Some credit unions provide Christmas Savings Clubs but also pay interest on your savings.  You will not be able to access your money until December, but because credit unions are protected under the Financial Service Compensation Scheme your money will be safe all year round.  Check to see if there is a credit union near you who offers such a scheme.

Supermarket Savings Schemes

Many supermarkets run their own savings schemes where by you either buy savings stamps or put some money aside each week to pay for your Christmas Shop.  Many of these also offer some form of bonus if you fill up your card with stamps or save a certain amount.  Even putting away one pound each week which is an amount most people wouldn’t miss would pay for Christmas dinner.  The disadvantage to supermarket savings is of course you must spend the savings in their shop.

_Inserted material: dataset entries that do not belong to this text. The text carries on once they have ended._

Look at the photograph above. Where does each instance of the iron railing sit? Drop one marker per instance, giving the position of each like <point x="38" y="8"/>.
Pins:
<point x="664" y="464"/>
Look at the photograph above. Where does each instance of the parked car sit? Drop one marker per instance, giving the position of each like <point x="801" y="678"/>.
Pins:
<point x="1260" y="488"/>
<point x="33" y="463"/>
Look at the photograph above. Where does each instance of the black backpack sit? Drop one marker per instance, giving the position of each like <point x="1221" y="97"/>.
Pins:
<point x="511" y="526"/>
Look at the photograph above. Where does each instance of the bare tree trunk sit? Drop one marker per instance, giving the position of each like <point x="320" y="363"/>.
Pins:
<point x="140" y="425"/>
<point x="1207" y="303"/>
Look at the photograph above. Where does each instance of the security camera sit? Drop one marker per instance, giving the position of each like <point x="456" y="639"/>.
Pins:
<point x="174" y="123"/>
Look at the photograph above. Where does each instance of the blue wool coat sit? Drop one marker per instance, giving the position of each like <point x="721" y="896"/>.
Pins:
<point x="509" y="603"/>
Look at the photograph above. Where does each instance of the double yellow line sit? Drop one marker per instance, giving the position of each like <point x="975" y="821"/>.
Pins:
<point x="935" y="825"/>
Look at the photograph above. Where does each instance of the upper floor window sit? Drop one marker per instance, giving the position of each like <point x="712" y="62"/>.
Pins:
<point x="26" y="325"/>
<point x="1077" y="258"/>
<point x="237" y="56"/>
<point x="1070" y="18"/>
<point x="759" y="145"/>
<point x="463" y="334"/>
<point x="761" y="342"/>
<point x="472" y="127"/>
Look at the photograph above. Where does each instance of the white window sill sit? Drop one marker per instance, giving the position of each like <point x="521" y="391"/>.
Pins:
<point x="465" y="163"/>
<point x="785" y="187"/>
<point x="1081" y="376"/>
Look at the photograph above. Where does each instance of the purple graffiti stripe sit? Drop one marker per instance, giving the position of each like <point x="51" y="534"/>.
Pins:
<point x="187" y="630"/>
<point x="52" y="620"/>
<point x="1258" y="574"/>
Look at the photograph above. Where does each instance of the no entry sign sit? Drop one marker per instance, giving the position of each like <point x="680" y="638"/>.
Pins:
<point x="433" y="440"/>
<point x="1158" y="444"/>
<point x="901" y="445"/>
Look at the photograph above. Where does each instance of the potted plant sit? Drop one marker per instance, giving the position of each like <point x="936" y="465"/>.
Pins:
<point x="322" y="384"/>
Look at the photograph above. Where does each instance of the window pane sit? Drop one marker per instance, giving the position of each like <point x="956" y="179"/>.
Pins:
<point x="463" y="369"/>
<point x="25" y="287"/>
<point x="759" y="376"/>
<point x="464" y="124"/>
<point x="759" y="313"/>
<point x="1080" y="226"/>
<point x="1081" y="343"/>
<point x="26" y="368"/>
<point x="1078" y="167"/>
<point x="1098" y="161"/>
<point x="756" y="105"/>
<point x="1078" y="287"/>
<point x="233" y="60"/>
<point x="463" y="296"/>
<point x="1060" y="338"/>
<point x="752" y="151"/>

Becoming a Christmas Savings Club Agent

Whilst becoming an agent for a savings club or hamper company may seem like a good idea beware.  There is usually a minimum order value required before you can earn any commission.


For Park Hampers in 2017 – you will not earn any commission on orders under £550 and from there upwards your commission could be as little as 1% depending on the product you sell.  Variety Savings Club has a minimum of £1500 and from there upwards your commission is a maximum of 4%.


Not a lot of reward it seems for the hassle of finding customers, collecting and banking money and managing your agency


If you are thinking of saving for Christmas 2017, we would recommend opening a separate savings account which pays interest.  You can pay in as much or as little as you like, your money will be safe and you may even earn a small amount of interest on the money you put aside.